# How do you unlock the TV Share feature on a DVR512



## a_cmc_2b (May 30, 2012)

Hello all, i'm new here but it looks like you folks know what you are talking about. Anyway I have a DIsh DVR512 and up till the repairman showed up yesterday it had never given me any problems with the Shared TV feature and now when I call it up on the menu under System Setup it is grayed out and I cannot select it. When I try to use the mode button on the front of my DVR it says this feature is unavailable. Now again all of this was working until the repairman came by yesterday for a different reason.


----------



## Ray [email protected] Network (Dec 28, 2010)

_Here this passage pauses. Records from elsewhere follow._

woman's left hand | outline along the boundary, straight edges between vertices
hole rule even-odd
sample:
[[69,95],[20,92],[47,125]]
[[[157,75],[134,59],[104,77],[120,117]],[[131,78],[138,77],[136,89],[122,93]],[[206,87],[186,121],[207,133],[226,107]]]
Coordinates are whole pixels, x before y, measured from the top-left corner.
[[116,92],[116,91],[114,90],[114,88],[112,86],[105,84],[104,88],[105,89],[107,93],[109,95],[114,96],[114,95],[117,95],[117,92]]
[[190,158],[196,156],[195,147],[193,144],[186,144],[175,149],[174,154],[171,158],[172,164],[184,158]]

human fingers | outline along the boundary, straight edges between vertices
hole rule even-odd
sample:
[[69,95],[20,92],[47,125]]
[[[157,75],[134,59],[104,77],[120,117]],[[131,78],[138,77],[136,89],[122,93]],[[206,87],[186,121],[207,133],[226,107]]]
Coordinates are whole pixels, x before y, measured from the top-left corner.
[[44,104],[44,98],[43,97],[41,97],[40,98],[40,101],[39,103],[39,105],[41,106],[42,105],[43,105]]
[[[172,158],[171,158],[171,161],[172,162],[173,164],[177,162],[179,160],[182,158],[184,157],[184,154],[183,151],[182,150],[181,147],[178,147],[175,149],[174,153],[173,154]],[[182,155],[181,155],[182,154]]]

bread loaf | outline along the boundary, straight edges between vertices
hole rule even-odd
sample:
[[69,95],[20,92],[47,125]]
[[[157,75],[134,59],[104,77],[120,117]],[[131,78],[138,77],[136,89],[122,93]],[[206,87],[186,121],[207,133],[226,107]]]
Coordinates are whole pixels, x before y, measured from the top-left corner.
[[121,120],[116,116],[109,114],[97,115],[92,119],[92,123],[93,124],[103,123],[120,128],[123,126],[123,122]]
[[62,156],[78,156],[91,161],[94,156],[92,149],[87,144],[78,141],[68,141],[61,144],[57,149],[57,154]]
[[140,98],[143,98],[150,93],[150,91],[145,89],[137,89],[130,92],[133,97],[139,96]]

I'm showing the Shared View is not available on the 512. This is a solo receiver with only 1 TV capability. If you have further questions, please let me know. Thanks.



a_cmc_2b said:


> Hello all, i'm new here but it looks like you folks know what you are talking about. Anyway I have a DIsh DVR512 and up till the repairman showed up yesterday it had never given me any problems with the Shared TV feature and now when I call it up on the menu under System Setup it is grayed out and I cannot select it. When I try to use the mode button on the front of my DVR it says this feature is unavailable. Now again all of this was working until the repairman came by yesterday for a different reason.


----------



## shadough (Dec 31, 2006)

Is it possible the receiver took a software download, thus causing the 'grey'ing of this feature?


----------